Depuis long-temps, l’importance philosophique de Proclus avait été reconnue. Marsile Ficin, Lambecius, plus récemment Diderot, Brucker, Burigny, ont étudié et diversement jugé ses écrits. M. Cousin l’a loué éloquemment ; il a publié ses œuvres, et cette réhabilitation digne et complète, ce souvenir du maître, a rendu à Proclus une place éminente et rappelé vers lui les méditations des esprits sérieux. M. Simon ne pouvait donc, en étudiant le commentaire sur le Timée, appliquer plus heureusement, plus utilement, des facultés philosophiques vraiment hors de ligne. Son travail, qui s’est produit sous la forme modeste d’une thèse pour le doctorat, atteste une connaissance profondément réfléchie de la philosophie antique. Il éclaire d’une lumière vive et nouvelle une œuvre long-temps admirée et vouée, après de longs siècles, à un injuste oubli. Il restitue en même temps deux autres commentaires qui ont aussi leur importance, ceux de Porphyre et de Jamblique, et il confirme de grandes et belles doctrines.
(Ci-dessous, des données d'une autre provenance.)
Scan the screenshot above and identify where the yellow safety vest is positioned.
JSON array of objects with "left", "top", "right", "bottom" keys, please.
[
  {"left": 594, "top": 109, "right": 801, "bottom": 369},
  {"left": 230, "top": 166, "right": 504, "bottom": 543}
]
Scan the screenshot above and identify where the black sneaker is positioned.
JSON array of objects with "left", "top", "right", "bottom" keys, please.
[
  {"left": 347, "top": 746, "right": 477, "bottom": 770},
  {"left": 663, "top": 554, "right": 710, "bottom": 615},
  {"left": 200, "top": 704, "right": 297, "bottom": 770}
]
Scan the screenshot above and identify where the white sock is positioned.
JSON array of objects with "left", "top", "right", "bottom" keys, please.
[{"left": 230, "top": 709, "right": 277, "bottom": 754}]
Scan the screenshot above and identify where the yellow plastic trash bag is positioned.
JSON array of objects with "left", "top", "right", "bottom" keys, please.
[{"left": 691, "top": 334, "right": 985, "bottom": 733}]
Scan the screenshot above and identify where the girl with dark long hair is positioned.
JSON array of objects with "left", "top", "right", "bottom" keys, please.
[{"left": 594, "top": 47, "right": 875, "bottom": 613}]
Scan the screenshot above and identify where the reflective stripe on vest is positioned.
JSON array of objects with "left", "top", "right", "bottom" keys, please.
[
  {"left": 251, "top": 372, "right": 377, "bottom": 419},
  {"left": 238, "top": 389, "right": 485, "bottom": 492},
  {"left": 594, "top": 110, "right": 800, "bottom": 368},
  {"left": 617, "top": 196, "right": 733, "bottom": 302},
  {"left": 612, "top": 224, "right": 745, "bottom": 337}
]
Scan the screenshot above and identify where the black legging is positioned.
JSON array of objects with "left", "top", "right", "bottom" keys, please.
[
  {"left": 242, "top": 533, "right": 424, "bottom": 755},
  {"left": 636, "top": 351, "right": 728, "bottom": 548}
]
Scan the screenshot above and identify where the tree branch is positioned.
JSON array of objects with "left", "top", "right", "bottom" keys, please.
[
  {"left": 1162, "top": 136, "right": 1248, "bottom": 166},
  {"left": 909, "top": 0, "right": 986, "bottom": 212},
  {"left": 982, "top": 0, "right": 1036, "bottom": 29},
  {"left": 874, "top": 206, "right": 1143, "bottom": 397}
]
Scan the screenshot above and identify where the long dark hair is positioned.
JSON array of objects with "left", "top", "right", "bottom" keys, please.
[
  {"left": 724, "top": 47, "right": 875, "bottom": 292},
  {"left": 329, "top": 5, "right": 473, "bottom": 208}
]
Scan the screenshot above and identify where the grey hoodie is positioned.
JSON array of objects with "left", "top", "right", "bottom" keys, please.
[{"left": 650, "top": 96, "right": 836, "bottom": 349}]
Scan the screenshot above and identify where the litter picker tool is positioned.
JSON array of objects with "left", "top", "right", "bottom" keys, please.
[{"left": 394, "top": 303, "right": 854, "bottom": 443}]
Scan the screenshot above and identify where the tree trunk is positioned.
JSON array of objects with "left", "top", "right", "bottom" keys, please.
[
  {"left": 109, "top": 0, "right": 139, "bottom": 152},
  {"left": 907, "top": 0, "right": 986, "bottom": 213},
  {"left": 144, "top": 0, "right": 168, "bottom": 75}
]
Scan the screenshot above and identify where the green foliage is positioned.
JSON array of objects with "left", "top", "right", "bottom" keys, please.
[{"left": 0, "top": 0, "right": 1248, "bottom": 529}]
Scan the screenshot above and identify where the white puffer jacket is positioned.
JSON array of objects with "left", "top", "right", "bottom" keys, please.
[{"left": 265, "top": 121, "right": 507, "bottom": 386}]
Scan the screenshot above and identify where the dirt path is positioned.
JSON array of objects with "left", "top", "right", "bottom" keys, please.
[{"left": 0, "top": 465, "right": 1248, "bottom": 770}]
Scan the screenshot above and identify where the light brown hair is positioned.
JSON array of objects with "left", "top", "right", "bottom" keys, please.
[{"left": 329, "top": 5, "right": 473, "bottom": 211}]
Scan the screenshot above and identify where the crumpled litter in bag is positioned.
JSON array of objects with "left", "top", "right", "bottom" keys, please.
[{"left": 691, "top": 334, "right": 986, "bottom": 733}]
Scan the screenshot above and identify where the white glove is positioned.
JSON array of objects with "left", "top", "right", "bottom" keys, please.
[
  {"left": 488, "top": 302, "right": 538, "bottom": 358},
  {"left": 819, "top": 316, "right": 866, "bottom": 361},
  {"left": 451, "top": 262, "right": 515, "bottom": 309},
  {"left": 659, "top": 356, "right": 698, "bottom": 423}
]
La critique ne saurait trop vivement encourager M. Simon à poursuivre ses fortes études. Son enseignement à la Faculté des lettres, l’évidente supériorité de son premier travail, lui assurent, dès le début, un rang distingué. On pourrait peut-être lui adresser quelques observations sur son style qui manque un peu de concentration et de rigueur ; mais cela serait peu grave : il importe surtout de constater sa valeur réelle comme esprit philosophique, ses succès mérités comme professeur ; et certes, c’est une chose rare à noter qu’un succès réel dans les sciences spéculatives ; car il n’en est point de la philosophie comme de cette érudition banale, accessible pour tous, qui, de nos jours, a gagné un nom à bien des gens, en faisant de l’Académie des Inscriptions, à de rares mais très honorables exceptions près, une sorte de champ d’asile pour les médiocrités. La philosophie implique l’intelligence, et, quelle que soit l’apparente indifférence de notre temps, elle gardera toujours, avec la poésie, sa première place.

  1. vol. in-8o, chez Cousin, rue Jacob.
  2. Un volume in-8o, chez Pougin, quai des Augustins.
  3. Un volume in-8o, chez Ébrard, rue des Mathurins-Saint-Jacques.